- Genre: Documentary
- Presented by: Andrew Graham-Dixon
- Country of origin: United Kingdom
- Original language: English

Production
- Running time: 60 minutes

Original release
- Network: Channel 4
- Release: November 2006

= 100% English =

British television programme

100% English is a Channel 4 television programme shown in November 2006 in the United Kingdom. It looked at the genetic makeup of English people who considered themselves to be ethnically English and found that while all had an ethnic makeup similar to people of European descent, a minority discovered genetic markers from North Africa and the Middle East from several generations before they were born. The presenter was Andrew Graham-Dixon. The test results were interpreted by DNAPrint Genomics, based in Sarasota, Florida, United States.
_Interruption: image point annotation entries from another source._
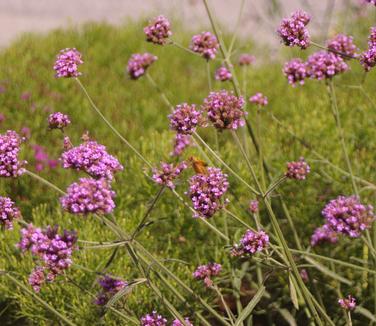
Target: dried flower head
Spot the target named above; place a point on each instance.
(225, 110)
(89, 196)
(206, 190)
(139, 63)
(295, 71)
(158, 31)
(293, 31)
(8, 212)
(67, 62)
(205, 44)
(348, 216)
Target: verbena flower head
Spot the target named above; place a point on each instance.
(185, 118)
(254, 206)
(205, 44)
(295, 71)
(348, 216)
(206, 191)
(297, 170)
(92, 158)
(250, 243)
(139, 63)
(223, 74)
(323, 234)
(348, 303)
(246, 59)
(322, 65)
(153, 319)
(89, 196)
(293, 31)
(109, 287)
(10, 164)
(58, 120)
(206, 272)
(67, 62)
(259, 99)
(225, 110)
(177, 322)
(52, 250)
(343, 44)
(8, 212)
(167, 173)
(158, 31)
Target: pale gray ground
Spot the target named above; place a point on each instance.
(17, 16)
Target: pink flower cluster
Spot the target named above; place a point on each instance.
(153, 319)
(10, 165)
(89, 196)
(225, 110)
(110, 286)
(348, 303)
(54, 252)
(67, 63)
(58, 120)
(259, 99)
(348, 216)
(168, 173)
(205, 44)
(8, 212)
(206, 191)
(185, 118)
(158, 31)
(92, 158)
(206, 272)
(297, 170)
(250, 243)
(139, 63)
(293, 31)
(223, 74)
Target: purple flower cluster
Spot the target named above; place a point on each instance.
(348, 303)
(8, 212)
(205, 272)
(54, 252)
(168, 173)
(322, 65)
(250, 243)
(67, 62)
(92, 158)
(158, 30)
(225, 110)
(295, 71)
(368, 57)
(205, 44)
(10, 165)
(139, 63)
(181, 142)
(58, 120)
(254, 206)
(297, 170)
(89, 196)
(293, 31)
(110, 286)
(185, 118)
(259, 99)
(223, 74)
(323, 234)
(206, 190)
(246, 59)
(343, 44)
(153, 319)
(348, 216)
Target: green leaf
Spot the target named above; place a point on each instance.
(250, 306)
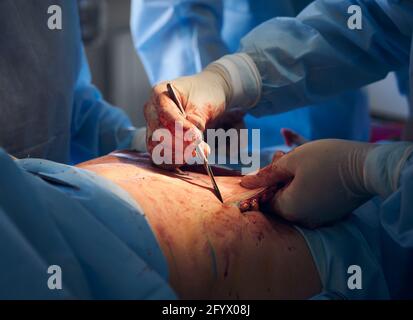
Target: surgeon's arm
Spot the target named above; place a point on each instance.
(97, 127)
(175, 38)
(297, 61)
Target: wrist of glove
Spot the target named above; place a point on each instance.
(383, 166)
(319, 182)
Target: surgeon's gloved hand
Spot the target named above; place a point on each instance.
(207, 97)
(320, 181)
(203, 97)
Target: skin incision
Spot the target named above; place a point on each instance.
(214, 250)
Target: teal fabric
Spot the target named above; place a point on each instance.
(50, 109)
(193, 33)
(53, 214)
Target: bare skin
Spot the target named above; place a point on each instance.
(213, 250)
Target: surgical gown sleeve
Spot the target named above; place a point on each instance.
(396, 216)
(175, 38)
(97, 127)
(304, 60)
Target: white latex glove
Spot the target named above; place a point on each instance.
(205, 98)
(322, 181)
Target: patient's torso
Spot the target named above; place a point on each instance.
(213, 250)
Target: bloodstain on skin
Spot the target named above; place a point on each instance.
(226, 265)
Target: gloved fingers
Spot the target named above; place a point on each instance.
(292, 138)
(270, 175)
(283, 203)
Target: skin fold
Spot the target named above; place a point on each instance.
(213, 250)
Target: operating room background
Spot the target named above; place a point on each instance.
(119, 74)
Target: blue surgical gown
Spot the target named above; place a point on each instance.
(329, 58)
(49, 108)
(175, 38)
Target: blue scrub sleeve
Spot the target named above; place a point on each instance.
(97, 127)
(176, 38)
(306, 59)
(53, 214)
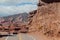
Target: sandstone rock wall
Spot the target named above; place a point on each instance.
(47, 20)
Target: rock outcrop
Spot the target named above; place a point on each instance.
(46, 20)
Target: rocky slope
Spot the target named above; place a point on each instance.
(46, 20)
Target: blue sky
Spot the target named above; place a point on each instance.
(10, 7)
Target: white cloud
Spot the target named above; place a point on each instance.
(10, 10)
(16, 2)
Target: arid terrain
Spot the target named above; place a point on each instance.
(44, 23)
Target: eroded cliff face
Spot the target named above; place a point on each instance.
(46, 20)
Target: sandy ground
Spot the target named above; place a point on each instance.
(2, 38)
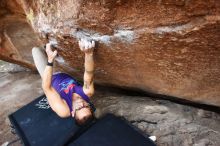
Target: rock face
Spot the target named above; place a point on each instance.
(163, 46)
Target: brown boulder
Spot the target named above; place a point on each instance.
(163, 46)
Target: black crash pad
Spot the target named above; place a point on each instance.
(38, 125)
(112, 131)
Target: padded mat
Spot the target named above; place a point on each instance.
(38, 125)
(112, 131)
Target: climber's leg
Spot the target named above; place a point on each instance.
(40, 59)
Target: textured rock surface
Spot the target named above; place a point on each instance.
(173, 124)
(162, 46)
The concept of the show was to:

Take eight people – all of whom are convinced they are 100% English. Then submit a sample of their DNA to a series of state-of-the-art tests ... Lord Tebbit, Garry Bushell and Carol Thatcher are among the participants who have agreed to place their genetic make-up under the microscope ...

Garry Bushell, who appeared on the show, later criticised the slant of the programme and the portrayal of English people. On his website he stated: "Only Nazis, and it appears C4, think of national identity in terms of racial purity ... Besides, you could apply the same tests to the French, Greeks, or Italians and get similar results, but no-one questions their right to nationhood."